Me estremeció pensar que desde ese sábado no estaría en su casa, que estaría ahí, tres metros abajo, con su blusa beige, su sueter verde olivo, su anillo de casada y una montaña de tierra encima.
Me dolió ver llorar a mi abuelo y a los dos segundos reírse y soltar un chiste.
-Voltéela mijo, quiero verla
-Ya la viste 63 años Pilo
-Quiero verla, qué no ve que ahora se ve más bonita... está callada.
La noche de su entierro me esforcé en serio por recordar alguna anécdota con ella, y sólo volvieron a mi mente recuerdos de las noches del verano de los ochenta, cuando caminábamos desde mi casa en la 48 hasta la suya en la privada de Ochoa y 16.
Era una aventura atravesar el arroyo de la Rosario inundado de girasoles y metros adelante saltar las vías del tren de la Bellavista.
Ahí estaban los recuerdos, pero no estaba ella.
Por fin, luego de mucho tratar llegó a mi mente aquel fin de semana en que murió mi abuelita Micaela y mi hermana y yo tuvimos que quedarnos en su casa.
Encendió la plancha, puso su dedo índice entre los labios y luego ya empapado lo estrelló sobre la cubierta caliente.
- Listo!!!!
Mi abuela me había hecho el regalo más bonito que hasta entonces había recibido: pegó una calcomanía de la Mujer Maravilla en mi short favorito, el verde que según yo se parecía a los que usaba Hugo Sánchez.
Todo fue recordar esa anécdota y llegaron a mi mente algunas de las frases que decía.
"Ecolecuá" para aprobar algo, "voy volando" cuando ya casi no podía moverse, y por supuesto el clásico grito que le pegaba a mi abuelito, "Mentecato", con su respectiva respuesta: "Mentecinco".

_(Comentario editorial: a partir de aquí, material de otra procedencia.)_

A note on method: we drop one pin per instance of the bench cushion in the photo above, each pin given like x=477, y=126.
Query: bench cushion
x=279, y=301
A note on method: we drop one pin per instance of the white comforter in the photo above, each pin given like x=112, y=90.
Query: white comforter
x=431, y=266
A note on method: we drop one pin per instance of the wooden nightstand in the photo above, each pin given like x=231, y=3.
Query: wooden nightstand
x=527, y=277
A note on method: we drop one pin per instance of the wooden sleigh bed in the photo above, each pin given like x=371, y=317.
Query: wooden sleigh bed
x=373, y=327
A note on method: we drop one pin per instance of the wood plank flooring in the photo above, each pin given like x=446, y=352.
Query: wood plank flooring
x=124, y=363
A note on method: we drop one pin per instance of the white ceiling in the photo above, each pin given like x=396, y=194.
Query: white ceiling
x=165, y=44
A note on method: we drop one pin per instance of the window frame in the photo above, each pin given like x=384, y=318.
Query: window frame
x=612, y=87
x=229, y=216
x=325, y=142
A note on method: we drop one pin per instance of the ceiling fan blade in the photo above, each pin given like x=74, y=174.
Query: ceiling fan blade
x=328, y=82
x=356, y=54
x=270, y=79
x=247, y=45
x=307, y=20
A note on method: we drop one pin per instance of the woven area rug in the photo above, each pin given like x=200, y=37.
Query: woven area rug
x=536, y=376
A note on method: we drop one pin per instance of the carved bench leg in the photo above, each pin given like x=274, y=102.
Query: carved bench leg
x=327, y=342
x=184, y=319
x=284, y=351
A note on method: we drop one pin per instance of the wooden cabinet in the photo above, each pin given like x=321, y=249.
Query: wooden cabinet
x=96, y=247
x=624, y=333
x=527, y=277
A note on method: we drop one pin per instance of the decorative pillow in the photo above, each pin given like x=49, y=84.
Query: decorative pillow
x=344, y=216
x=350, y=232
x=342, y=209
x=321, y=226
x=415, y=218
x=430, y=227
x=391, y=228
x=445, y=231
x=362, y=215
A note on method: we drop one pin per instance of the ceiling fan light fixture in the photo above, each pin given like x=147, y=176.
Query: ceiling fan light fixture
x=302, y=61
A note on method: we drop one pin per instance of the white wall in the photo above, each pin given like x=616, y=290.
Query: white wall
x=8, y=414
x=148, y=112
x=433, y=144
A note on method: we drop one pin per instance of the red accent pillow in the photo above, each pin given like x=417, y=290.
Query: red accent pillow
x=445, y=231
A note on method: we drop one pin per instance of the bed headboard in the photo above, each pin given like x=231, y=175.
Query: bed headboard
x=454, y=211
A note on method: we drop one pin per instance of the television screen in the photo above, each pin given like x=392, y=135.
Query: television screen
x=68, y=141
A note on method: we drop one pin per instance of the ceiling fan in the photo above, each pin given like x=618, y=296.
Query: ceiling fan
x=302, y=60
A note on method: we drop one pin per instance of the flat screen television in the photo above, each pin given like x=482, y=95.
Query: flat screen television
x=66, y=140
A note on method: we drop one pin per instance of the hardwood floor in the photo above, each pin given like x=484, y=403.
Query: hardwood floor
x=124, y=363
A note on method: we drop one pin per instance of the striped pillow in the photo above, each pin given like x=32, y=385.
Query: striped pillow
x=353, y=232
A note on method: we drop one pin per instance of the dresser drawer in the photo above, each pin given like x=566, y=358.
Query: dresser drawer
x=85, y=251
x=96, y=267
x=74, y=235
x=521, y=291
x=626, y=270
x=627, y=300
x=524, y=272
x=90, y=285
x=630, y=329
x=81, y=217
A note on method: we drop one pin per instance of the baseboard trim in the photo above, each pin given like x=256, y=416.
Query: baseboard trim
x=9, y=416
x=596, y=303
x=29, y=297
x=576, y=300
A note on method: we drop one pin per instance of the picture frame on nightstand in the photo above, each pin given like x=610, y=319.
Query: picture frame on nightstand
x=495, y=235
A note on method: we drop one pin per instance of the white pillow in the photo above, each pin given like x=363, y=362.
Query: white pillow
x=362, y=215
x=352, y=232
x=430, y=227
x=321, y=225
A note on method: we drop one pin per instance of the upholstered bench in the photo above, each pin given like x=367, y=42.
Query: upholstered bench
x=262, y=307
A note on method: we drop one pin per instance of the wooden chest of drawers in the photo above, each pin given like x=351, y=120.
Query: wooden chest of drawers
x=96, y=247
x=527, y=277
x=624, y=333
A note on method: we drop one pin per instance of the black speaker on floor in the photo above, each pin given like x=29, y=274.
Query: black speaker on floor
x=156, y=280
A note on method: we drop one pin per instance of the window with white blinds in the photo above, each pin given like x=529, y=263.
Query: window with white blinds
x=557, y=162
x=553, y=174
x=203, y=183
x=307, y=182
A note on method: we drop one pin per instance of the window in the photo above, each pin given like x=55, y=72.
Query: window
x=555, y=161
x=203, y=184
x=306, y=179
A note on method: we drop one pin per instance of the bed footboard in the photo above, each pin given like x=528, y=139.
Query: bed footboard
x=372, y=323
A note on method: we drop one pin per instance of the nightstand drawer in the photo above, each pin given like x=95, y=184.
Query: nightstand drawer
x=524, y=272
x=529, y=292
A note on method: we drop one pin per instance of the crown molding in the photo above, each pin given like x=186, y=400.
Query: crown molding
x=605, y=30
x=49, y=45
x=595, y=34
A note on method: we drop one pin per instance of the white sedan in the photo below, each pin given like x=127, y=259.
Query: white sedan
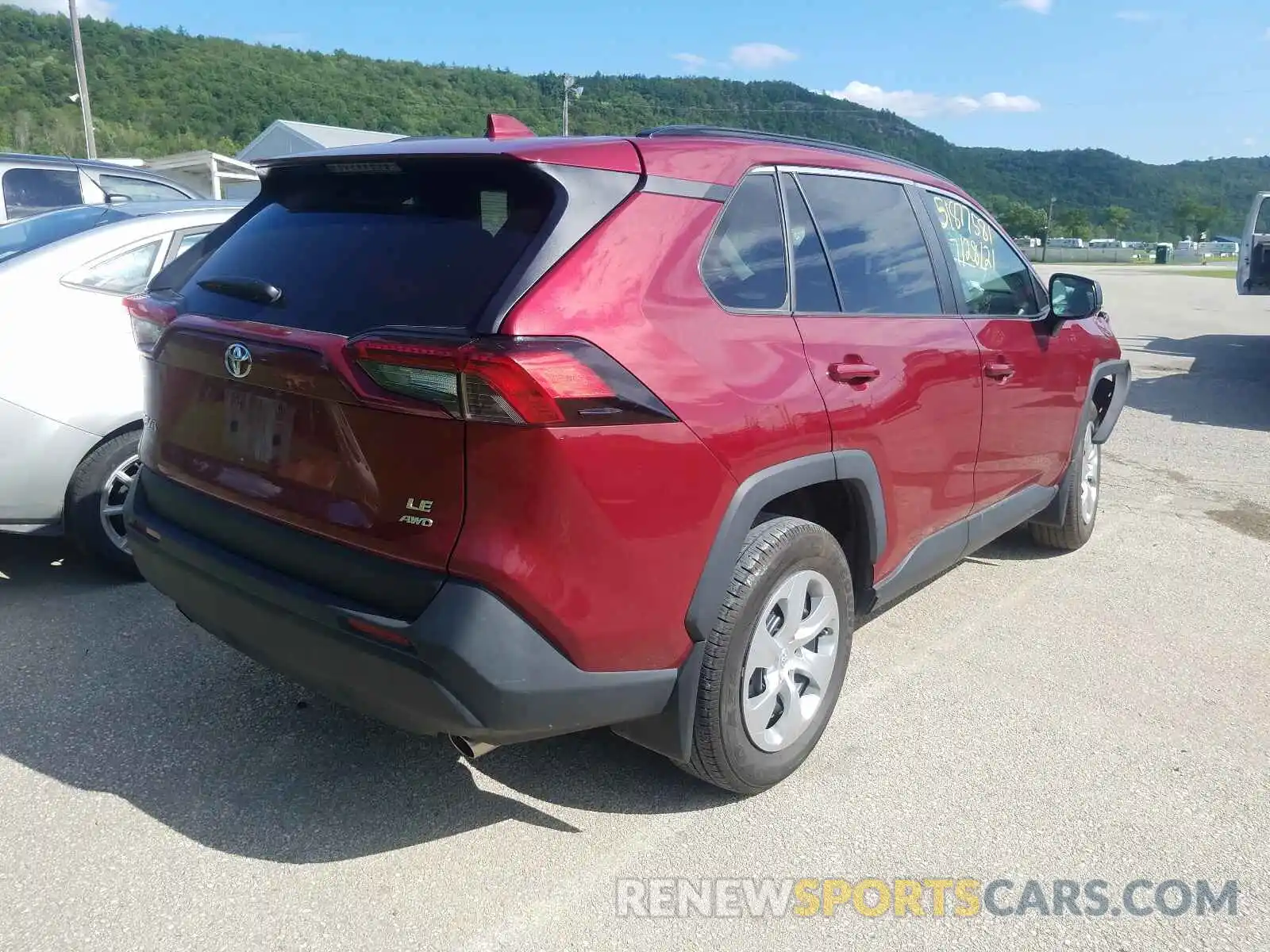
x=70, y=378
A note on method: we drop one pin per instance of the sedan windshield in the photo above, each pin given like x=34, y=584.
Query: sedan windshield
x=29, y=234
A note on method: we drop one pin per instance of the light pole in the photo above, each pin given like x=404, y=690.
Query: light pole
x=571, y=92
x=1049, y=221
x=78, y=44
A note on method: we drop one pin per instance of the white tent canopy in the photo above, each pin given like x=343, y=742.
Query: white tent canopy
x=289, y=137
x=210, y=173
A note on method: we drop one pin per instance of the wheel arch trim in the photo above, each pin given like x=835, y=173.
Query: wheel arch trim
x=851, y=466
x=1119, y=374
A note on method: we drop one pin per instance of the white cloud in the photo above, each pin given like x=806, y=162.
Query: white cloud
x=916, y=106
x=94, y=10
x=691, y=61
x=761, y=56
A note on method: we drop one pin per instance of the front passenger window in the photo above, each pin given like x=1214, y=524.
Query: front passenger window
x=995, y=281
x=745, y=263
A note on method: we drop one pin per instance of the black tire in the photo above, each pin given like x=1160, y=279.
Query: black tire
x=723, y=753
x=84, y=503
x=1076, y=528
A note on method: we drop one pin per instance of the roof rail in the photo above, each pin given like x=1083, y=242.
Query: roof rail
x=724, y=132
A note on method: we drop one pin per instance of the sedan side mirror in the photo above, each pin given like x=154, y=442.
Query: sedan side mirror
x=1073, y=298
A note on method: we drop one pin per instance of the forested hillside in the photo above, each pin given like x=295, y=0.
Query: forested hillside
x=159, y=92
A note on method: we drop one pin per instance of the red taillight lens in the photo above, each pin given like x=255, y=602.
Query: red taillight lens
x=525, y=381
x=149, y=319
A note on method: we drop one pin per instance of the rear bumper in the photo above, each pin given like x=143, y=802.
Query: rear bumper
x=476, y=668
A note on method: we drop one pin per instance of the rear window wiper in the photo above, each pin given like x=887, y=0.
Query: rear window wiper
x=254, y=290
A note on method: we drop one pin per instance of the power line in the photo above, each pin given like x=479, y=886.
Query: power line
x=86, y=109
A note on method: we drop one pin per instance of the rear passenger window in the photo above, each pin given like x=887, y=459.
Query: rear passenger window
x=33, y=190
x=876, y=245
x=745, y=262
x=813, y=285
x=995, y=281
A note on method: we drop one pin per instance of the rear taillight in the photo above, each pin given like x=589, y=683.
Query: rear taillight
x=149, y=319
x=522, y=381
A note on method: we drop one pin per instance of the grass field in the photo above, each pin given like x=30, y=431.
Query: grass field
x=1229, y=273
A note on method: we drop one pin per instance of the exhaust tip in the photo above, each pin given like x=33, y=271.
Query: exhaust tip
x=470, y=749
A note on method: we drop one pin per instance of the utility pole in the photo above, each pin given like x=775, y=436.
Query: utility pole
x=1049, y=221
x=571, y=92
x=89, y=137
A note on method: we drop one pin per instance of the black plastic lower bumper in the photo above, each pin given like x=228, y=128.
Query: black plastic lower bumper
x=475, y=666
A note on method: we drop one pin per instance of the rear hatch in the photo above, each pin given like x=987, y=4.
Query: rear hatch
x=298, y=362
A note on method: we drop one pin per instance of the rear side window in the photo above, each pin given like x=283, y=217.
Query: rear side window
x=33, y=190
x=361, y=245
x=745, y=263
x=995, y=281
x=140, y=190
x=876, y=245
x=813, y=285
x=124, y=273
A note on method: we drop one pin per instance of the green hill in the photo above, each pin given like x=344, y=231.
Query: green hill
x=159, y=92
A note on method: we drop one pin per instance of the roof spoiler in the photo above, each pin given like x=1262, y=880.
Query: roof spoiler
x=499, y=126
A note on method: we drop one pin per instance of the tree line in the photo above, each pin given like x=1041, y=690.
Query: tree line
x=162, y=92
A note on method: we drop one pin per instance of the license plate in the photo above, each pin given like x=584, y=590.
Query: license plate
x=258, y=428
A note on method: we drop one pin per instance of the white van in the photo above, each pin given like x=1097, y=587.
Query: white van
x=1254, y=273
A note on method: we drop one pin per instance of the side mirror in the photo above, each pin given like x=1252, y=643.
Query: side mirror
x=1073, y=298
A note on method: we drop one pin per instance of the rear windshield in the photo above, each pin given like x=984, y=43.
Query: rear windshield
x=359, y=245
x=29, y=234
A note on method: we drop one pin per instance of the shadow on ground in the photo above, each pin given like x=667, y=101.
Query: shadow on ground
x=105, y=687
x=1227, y=384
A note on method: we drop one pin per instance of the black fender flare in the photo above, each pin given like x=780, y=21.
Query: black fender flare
x=1119, y=372
x=670, y=733
x=852, y=466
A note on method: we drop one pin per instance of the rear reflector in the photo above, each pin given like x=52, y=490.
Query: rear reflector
x=389, y=636
x=520, y=381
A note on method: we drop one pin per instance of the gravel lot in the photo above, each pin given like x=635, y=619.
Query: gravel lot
x=1096, y=716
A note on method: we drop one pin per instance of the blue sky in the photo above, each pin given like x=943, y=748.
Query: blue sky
x=1159, y=80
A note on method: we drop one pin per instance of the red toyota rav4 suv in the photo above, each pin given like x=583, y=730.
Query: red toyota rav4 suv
x=514, y=437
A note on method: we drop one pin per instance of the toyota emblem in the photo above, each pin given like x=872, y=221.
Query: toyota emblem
x=238, y=361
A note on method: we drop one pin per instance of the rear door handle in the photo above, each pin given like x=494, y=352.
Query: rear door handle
x=999, y=370
x=855, y=372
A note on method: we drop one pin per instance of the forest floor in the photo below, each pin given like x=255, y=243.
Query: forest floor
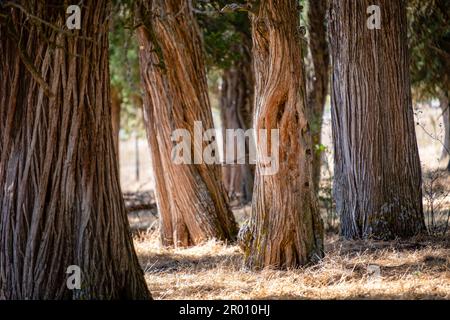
x=418, y=269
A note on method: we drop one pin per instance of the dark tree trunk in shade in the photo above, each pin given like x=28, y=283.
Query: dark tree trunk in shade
x=191, y=199
x=116, y=101
x=377, y=183
x=285, y=229
x=318, y=79
x=60, y=199
x=236, y=109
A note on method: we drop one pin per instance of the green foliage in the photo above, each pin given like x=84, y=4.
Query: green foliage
x=222, y=32
x=429, y=40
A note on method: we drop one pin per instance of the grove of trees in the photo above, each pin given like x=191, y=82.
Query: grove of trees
x=62, y=92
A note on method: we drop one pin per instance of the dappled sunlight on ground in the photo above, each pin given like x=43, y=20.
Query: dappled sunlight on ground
x=408, y=270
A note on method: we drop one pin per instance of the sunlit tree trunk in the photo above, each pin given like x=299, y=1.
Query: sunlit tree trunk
x=377, y=184
x=318, y=79
x=236, y=108
x=285, y=229
x=444, y=105
x=60, y=199
x=191, y=198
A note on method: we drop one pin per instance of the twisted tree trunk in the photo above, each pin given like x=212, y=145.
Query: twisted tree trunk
x=318, y=79
x=236, y=108
x=60, y=199
x=377, y=183
x=191, y=197
x=285, y=228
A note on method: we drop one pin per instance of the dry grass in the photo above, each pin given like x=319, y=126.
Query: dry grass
x=409, y=270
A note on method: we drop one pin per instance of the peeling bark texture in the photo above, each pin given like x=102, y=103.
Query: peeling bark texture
x=60, y=199
x=318, y=79
x=285, y=229
x=377, y=183
x=236, y=109
x=191, y=198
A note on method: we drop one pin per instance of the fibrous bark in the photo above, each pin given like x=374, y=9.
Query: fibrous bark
x=191, y=198
x=60, y=199
x=377, y=184
x=285, y=229
x=318, y=79
x=236, y=109
x=116, y=101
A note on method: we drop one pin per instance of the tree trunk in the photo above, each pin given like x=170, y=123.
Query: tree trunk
x=116, y=101
x=191, y=197
x=285, y=228
x=318, y=79
x=236, y=104
x=444, y=105
x=377, y=183
x=60, y=199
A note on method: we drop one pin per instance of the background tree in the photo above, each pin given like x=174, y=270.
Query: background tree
x=285, y=228
x=60, y=199
x=429, y=40
x=377, y=184
x=318, y=78
x=228, y=49
x=191, y=199
x=126, y=92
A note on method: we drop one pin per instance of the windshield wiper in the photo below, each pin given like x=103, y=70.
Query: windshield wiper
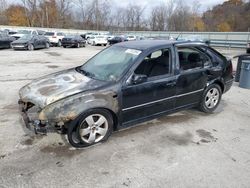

Entonces recordé lo mucho que ninguneaba a mi abuelo, los gestos de disgusto que hacía cuando mis hermanos y yo llegábamos a su casa, la ocasión en que fingió no escuchar a mi prima Brisia tocar a su puerta, lo mala que era en la cocina y otras tantas cosas verdaderamente graves y difíciles de resumir.
Evidentemente no eran los recuerdos que buscaba... eran los que existían.
Quisiera decir que no tengo motivos para recordarla pero al morirse hizo su última maldad, una que nos obligará a tenerla presente todos los días:
Dejó más triste y más solo que nunca a mi abuelo, ese viejito que pese a los malos tratos que recibió de ella y del engaño del que fue objeto, le llora amargamente desde su silla de ruedas.